Last week I indulged in a little design work for myself. I decided to go with strictly typographical branding for this blog, because I don’t have access to Illustrator and Photoshop any longer (I never use them, it doesn’t make sense), but I do still have a large library of lovely typefaces.
So I set myself these constraints – I’d create the new branding (logo and site avatar) using just typefaces, it had to match my own sense of style (well, the site’s, such as it is), and there had to be some kind of tie-in with my content.
Because I have no designery programs whatsoever, I just used Keynote (I cringed the entire time, don’t worry), but it worked perfectly. I ended up with 15 or so slides with probably 40 logos and about as many avatars. Before I started I pushed some ink around on paper to see where I wanted to get started. Without any access to a program where I can easily manipulate bevels and cut here and slice there, I wanted to be able to look at negative space, which I can more easily do on paper.
Aside: I enjoy sketching my way around a typeface. My grandfather had several lovely old typeface books, and I flip through them from time to time (since they’ve made their way into my library).
So, the blog is named Revelry Reverie, which I picked out 9 years ago for the reasons we all pick out names on the internet – alliteration! I still find the lyrical, parallel sounds deeply satisfying. Anyway, double Rs. I first looked up the Rolls Royce logo, because I didn’t want to come near to that, and I sketched it at the very top of my notebook so I wouldn’t be tempted to replicate it.

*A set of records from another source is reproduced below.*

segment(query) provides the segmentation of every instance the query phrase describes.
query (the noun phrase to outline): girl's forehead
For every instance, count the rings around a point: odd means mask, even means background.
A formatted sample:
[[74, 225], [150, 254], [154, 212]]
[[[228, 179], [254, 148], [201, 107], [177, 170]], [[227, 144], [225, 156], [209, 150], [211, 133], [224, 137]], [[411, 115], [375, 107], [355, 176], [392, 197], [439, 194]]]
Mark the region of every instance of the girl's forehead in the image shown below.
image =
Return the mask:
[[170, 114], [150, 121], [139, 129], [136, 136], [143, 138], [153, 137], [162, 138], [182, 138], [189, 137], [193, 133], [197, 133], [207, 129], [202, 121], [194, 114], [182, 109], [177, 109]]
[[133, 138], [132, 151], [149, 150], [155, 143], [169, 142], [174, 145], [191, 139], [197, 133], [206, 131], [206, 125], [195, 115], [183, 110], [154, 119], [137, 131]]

I decided early on that I liked making the Rs just the far side of recognizable. When I switched to the computer, there was always a distinct point where you could see two Rs, but one pixel over, they were a single shape. I liked exploring that line. It isn’t exciting work, but I enjoyed sitting hunched on my couch, tap, tap tapping the little arrow key to move one R or the other pixel by pixel to the left or right.
For the logo, I started by looking at the Rs rotated 90 degrees and reflected on a Y axis. Many capital Rs have a leg that kicks straight out from the bowl, so when you put the R on it’s back, you get a hill and a less-than symbol ( o < ). When you put those reflected together, you get something like o<>o (but flat on the bottom). I found some very interesting shapes, mainly a house between two hills. Neat, but didn’t really match my style or the content of my site. There are a few capital Rs who have a curvy leg, however, where the leg either descends from the right edge of the bowl itself, or it matches the curve of the bowl before descending to the baseline. The shape you get when you match those up is also pretty interesting, and I started to see a perfect connection – three little heads, one with a bow on top. I did a few sketches and then switched back to the computer, and soon enough, I felt I had it:
If you know it’s a pair of Rs, you can see them. But you see the shape first. Coupled with the header image, you are lead to believe you’re looking at three little heads. You could also imagine you’re looking at two boy heads and a girl head, but I would challenge you to think of it as twins flanking a little devil. Just alternative ideas!
So, I needed the image to be a PNG with a transparent background, and I’ve honestly never done that without Photoshop, but I know that Preview has a magic wand mask grabby tool thinger (I can’t remember what these things are called, I just know how they work, ok?), so I used Preview to select the negative spaces and delete them. It took 2 seconds and worked mostly ok. I created a white-on-black version and tried that out, and you could see the anti-aliasing around the curves especially once the logo was placed:
Since my header image is black and white, I decided that a midpoint grey background should work better to blend those edges in. Lo:
It’s hard to see a big difference here, but the edges are softer enough that it works. This isn’t professional work, folks. You can see them if you care to look closely, but otherwise, they don’t grab your attention. This was a good completion point for the logo.
Next, the site avatar, which used to be a photo of Eleanor smiling under a hat, needed updating. I spent 3 pages (27 takes) on capital Rs until a lightbulb went off and I switch to lowercase, which opened up so many interesting shapes and configurations. Ultimately, I kept coming back to inverted Rs in a serif. I generally keep the site typefaces a mix of serif and sans serif (I like a serif for the body copy, and a sans for the titles — I don’t always stick to this, but it’s a classic that I prefer), so choosing a sans serif for the logo and a serif for the site avatar felt appropriate. The site avatar had to fit nicely within a square and had to be distinctive at a tiny size.
No hidden shape on this one, I just felt this one was “right” in a way that isn’t very easy to define. Which is how you know I’m not a designer! However, since I was my own client, I can get away with that.
Finally, it shouldn’t be lost on anyone that the repetition of Rs matches the volume of Rings that are featured in the blog (well, there are 5 of us in total, and only 4 Rs used technically but think of the two visible Rs in the avatar, then the three little heads in the logo, and it all comes together).
So there we have it! A new logo and site avatar made from typefaces and using the programs that came on the computer. Not too shabby, if I do say so myself.